Patients should be closely monitored for signs of misuse, abuse, or addiction. The clinical need for continuing opioid substitution therapy should be reviewed regularly. Drug withdrawal syndrome Prior to starting treatment with any opioids, a discussion should be held with patients to put in place a withdrawal strategy for ending treatment with methadone.
The decision to maintain a patient on a longterm opioid prescription should be an active decision agreed between the clinician and patient with review at regular intervals (usually at least three-monthly, depending on clinical progress).
Drug withdrawal syndrome may occur upon abrupt cessation of therapy or dose reduction.
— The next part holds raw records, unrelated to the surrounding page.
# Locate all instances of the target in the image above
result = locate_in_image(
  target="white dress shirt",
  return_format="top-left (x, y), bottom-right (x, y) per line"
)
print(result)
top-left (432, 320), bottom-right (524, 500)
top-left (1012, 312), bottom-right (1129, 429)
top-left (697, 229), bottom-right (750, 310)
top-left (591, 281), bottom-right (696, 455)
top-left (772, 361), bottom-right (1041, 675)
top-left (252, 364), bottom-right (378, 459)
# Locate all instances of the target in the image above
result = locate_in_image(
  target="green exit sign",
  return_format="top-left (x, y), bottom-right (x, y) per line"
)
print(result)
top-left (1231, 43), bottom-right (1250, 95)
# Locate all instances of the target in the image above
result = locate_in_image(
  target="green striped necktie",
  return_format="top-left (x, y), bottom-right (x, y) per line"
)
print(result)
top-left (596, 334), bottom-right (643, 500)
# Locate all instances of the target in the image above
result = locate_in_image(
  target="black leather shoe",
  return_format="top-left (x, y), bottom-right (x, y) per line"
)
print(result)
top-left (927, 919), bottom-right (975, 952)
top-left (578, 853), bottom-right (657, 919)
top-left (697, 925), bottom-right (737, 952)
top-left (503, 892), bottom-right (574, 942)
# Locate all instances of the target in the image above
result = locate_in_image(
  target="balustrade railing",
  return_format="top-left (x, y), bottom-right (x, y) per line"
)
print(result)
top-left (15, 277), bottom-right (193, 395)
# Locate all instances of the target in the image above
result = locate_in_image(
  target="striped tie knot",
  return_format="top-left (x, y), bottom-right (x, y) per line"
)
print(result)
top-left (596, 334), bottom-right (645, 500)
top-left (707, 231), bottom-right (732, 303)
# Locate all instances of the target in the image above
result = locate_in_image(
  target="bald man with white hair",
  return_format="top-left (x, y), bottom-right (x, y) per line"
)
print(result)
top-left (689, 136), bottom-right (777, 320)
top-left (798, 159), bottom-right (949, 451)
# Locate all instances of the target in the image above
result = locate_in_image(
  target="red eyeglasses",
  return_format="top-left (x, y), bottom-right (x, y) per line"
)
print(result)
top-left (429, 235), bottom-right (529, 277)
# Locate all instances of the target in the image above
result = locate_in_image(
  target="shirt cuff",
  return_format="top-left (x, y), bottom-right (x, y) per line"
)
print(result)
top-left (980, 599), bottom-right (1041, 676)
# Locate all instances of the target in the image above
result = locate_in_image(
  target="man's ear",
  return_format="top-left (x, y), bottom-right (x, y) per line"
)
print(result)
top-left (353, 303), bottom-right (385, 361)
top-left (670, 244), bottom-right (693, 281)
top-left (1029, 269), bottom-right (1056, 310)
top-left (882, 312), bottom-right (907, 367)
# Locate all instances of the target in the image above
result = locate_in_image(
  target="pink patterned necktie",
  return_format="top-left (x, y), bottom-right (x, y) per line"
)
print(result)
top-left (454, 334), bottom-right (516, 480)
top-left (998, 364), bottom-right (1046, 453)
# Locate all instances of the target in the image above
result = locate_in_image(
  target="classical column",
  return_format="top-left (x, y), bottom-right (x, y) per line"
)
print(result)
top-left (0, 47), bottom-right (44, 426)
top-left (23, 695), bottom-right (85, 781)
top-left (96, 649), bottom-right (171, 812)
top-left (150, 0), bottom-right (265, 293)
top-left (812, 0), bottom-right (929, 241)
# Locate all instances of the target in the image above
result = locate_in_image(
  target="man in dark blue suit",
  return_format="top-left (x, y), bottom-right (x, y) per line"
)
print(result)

When a patient no longer requires therapy, it is advisable to taper the dose gradually to minimise symptoms of withdrawal. The opioid drug withdrawal syndrome is characterised by some or all of the following: restlessness, lacrimation, rhinorrhoea, yawning, perspiration, chills, myalgia, mydriasis and palpitations.
Other symptoms may also develop including irritability, agitation, anxiety, hyperkinesia, tremor, weakness, insomnia, anorexia, abdominal cramps, nausea, vomiting, diarrhoea, increased blood pressure, increased respiratory rate or heart rate.
If women take this drug during pregnancy, there is a risk that their new-born infants will experience neonatal withdrawal syndrome. Respiratory depression Due to the slow accumulation of methadone in the tissues, respiratory depression may not be fully apparent for a week or two and may exacerbate asthma due to histamine release.